A Total spokesman in Paris, Michel Delaborde, did not respond to a voice-mail message and a fax asking what abuses Total officials had reported to Unocal.
But while the American and French oil companies may not be Mother Teresa, there is another side to their story. Arguably, this side is more important.

Unocal and Total have brought real benefits to Burma. You can measure them in terms of jobs, schools, farms, electricity, a hospital, etc. that link the 13 communities along the pipeline.

Unocal has built or renovated 16 schools that employ some 177 teachers who are educating more than 7,000 students. When Burma’s junta closed all the schools in the country from kindergarten through university, Unocal’s schools remained open. The benefits from the Yadana pipeline will continue for the next three decades.

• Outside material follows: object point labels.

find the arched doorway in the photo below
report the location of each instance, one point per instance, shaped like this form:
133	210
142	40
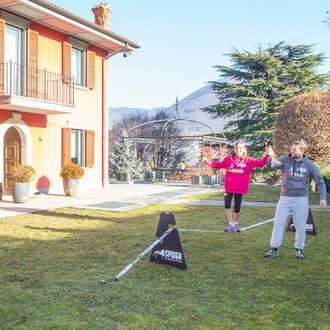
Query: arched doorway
11	155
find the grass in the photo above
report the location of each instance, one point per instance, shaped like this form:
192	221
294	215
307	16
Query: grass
52	263
257	193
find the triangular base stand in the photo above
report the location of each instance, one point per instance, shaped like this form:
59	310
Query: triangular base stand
168	252
310	227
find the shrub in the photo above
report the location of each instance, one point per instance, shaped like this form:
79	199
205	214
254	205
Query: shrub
21	173
72	171
306	116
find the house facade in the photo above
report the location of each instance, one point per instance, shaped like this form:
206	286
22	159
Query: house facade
54	91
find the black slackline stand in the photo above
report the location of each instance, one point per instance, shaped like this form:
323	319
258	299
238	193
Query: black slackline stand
166	249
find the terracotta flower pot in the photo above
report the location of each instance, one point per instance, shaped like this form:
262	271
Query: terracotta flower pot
20	192
70	187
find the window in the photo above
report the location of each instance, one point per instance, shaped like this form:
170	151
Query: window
79	63
77	67
13	58
13	44
78	147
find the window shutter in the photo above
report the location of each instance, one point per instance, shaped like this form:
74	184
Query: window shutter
32	62
90	69
66	65
89	148
66	146
2	54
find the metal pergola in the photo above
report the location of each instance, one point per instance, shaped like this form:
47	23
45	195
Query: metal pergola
211	139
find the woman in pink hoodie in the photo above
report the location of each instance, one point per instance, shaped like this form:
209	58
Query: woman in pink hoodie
238	167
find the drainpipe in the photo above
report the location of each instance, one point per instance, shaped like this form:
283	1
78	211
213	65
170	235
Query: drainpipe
105	125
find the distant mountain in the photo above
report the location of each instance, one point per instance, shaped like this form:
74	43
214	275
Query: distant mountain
189	107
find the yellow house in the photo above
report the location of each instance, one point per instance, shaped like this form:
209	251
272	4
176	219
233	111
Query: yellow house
54	91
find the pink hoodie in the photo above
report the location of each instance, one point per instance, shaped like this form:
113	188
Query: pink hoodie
238	172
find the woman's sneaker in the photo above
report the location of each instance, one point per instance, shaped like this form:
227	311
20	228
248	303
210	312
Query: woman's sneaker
237	228
271	253
299	254
230	229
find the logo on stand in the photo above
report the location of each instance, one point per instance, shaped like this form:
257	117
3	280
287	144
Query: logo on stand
310	227
168	252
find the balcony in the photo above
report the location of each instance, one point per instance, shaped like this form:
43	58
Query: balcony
27	89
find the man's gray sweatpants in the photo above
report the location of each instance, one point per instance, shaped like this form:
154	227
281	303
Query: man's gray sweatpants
299	207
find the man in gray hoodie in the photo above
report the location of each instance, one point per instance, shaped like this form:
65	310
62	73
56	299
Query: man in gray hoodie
296	173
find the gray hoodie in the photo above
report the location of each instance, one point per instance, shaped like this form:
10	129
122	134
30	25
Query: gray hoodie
296	176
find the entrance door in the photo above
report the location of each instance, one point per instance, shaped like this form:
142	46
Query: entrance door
11	152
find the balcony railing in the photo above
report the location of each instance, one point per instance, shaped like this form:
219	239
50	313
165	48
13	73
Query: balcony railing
26	81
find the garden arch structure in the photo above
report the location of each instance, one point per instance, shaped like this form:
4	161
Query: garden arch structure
195	145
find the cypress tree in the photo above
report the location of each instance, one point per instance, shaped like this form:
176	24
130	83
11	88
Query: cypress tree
256	86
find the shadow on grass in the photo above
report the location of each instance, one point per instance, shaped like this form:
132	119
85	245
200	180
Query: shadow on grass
78	216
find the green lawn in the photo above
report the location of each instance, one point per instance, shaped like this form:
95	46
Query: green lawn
257	193
52	263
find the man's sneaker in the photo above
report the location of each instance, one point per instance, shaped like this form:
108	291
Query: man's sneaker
230	229
299	254
271	253
237	228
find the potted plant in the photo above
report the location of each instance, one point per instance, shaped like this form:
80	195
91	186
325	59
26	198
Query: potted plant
21	176
71	173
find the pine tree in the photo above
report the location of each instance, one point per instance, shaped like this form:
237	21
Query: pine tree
259	85
124	159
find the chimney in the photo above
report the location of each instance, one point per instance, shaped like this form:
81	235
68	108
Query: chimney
102	13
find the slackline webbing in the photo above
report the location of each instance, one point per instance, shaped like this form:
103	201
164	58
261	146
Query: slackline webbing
221	231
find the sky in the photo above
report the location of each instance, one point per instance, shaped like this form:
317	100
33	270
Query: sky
181	41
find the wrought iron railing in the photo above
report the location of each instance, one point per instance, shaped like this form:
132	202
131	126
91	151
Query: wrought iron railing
26	81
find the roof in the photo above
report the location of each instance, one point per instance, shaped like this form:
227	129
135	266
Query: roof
59	19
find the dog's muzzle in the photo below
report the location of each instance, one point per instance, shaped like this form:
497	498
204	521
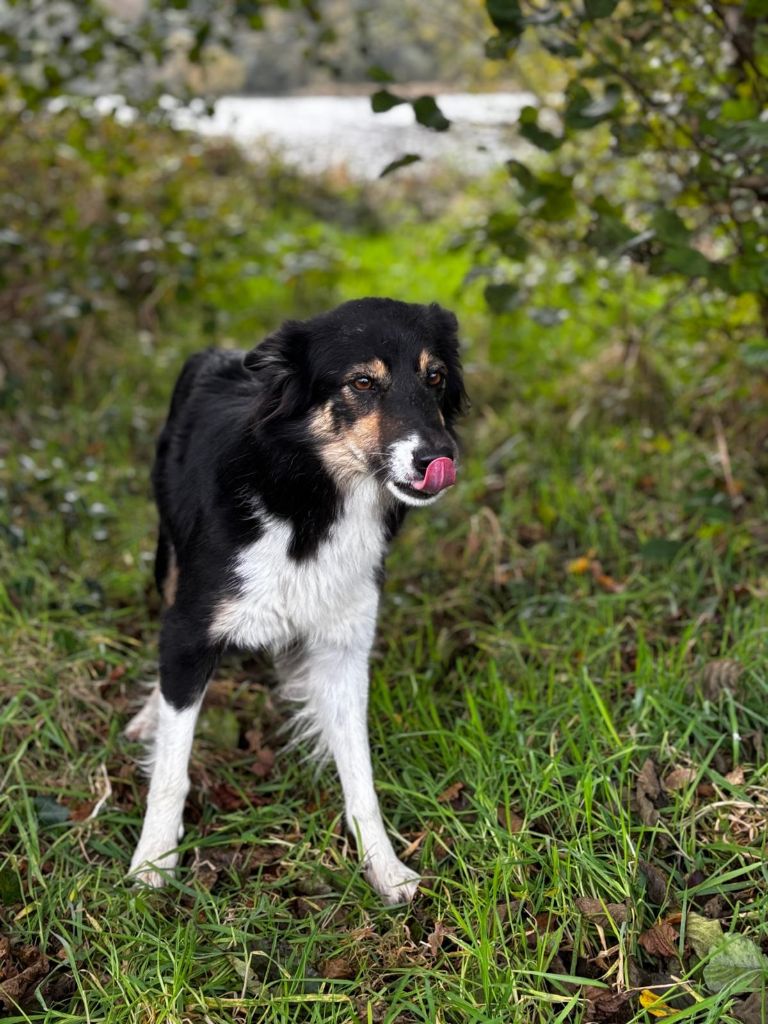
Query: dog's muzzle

The critics dismiss the above as little more than public-relations gimmicks. Perhaps they have a point. It takes more than one pipeline to build a country.

But there is a larger point. Companies like Unocal bring tangible benefits to real Burmese people. Sanctions haven’t produced comparable benefits.

Yet everyone is talking about piling more sanctions on top of existing sanctions — the object of which is to prevent more companies from coming into the country and bringing more tangible benefits. Nobody is saying what a shame it is that 50 more companies like Unocal and Total aren’t likely to invest in Burma anytime soon.

The logic on sanctions makes sense — if you like answers to complex questions served up easy.